GEO in practice (four pillars)
- Clear positioning - Who you help, in one sentence, above the fold.
- Quotable structure - H2/H3, lists, FAQs models can extract.
- Trust signals - Honest comparisons, pricing facts, updated dates.
- Entity consistency - Same name, domain, and description across pages and
OrganizationJSON-LD.
GEO does not excuse broken TLS or missing meta tags - fix site health first.
Pair GEO with conversation demand
AI models echo how the web talks about problems.
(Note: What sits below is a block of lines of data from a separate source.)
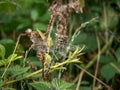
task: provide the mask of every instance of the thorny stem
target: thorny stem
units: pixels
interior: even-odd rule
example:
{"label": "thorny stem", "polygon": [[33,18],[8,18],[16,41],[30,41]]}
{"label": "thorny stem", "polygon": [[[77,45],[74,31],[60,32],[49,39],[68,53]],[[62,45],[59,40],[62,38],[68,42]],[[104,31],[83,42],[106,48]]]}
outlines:
{"label": "thorny stem", "polygon": [[80,34],[80,30],[81,30],[82,28],[85,28],[88,24],[96,21],[97,18],[98,18],[98,17],[92,18],[91,20],[89,20],[89,21],[87,21],[87,22],[85,22],[85,23],[82,23],[82,24],[80,25],[80,27],[78,27],[78,28],[75,30],[75,33],[73,34],[70,43],[72,43],[72,42],[74,41],[74,39]]}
That language often appears in Reddit and HN threads before it appears on your homepage.
Weekly habit:
- Run GEO analyzer after template changes.
- Scan Trending Problems for category phrasing.
- Update homepage FAQ with verbatim-style buyer phrases (paraphrased, not fabricated quotes).
See positioning from real phrases.
Validation workflow
- Run GEO & LLM Site Analyzer on production URL.
- Fix: missing llms.txt (if you chose to publish), broken OG, invalid JSON-LD.
- Re-run after launch, pricing change, or major blog pillar.
- Spot-check AI answers manually: search your product category in Perplexity/ChatGPT - are facts accurate?
What not to do
- Keyword-stuff hidden text for "AI" - crawlers and humans both punish it.
- Block all AI bots without understanding which agents your buyers use.
- Publish llms.txt pointing to 404 docs - worse than omitting the file.
- Ignore classic SEO - GSC still drives meaningful SaaS traffic.